US dealer giant Group 1 is pushing ahead with the five-phase restructuring of its UK business and the integration of Inchcape which it bought last year.

Last year, in phases one and two, it cut costs by £15m with a reduction of over 200 jobs achieved through cuts made in the executive team and senior franchise oversight functions, the elimination of duplicated corporate functions and the closure of Inchcape Bravoauto used car supermarkets.

The restructuring continues into 2025 in phases three to five with a plan to reduce headcount and costs by a further £22m to be completed by June.

It has targeted job cuts of 70 in business functions, saving £5m due for completion this month.

A further 300 jobs are to go at retail level saving between £8-£12m in an “alignment of store payroll” to agreed productivity levels to be in place by June.

These cuts will also “offset additional employer taxes” resulting from the last UK Government budget.

It is also aiming for £5m savings in demonstrators and fleet, £5m in procurement and up to £2m in store closures. The UK restructuring update was given to analysts today.

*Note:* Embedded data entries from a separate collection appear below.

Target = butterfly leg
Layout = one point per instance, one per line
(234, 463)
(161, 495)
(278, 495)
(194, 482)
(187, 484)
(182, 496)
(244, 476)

Last month Motor Trader reported Group 1’s US and UK operations turning in a strong performance in 2024 with turnover up 11.5% to $19.9bn (£16bn) and gross profit up 7.3% to $3.2bn.

In the UK turnover turnover and profitability surged on the back of its acquisition of the Inchcape UK arm with turnover up 36% to $4.16bn and gross profits up 36.6% to $560.1m.

The Inchcape deal added 54 dealerships to the group. The integration of Inchcape is taking place alongside a wider restructuring in the UK  with job cuts, some site closures and the integrations of systems, including its dealer management systems (DMS).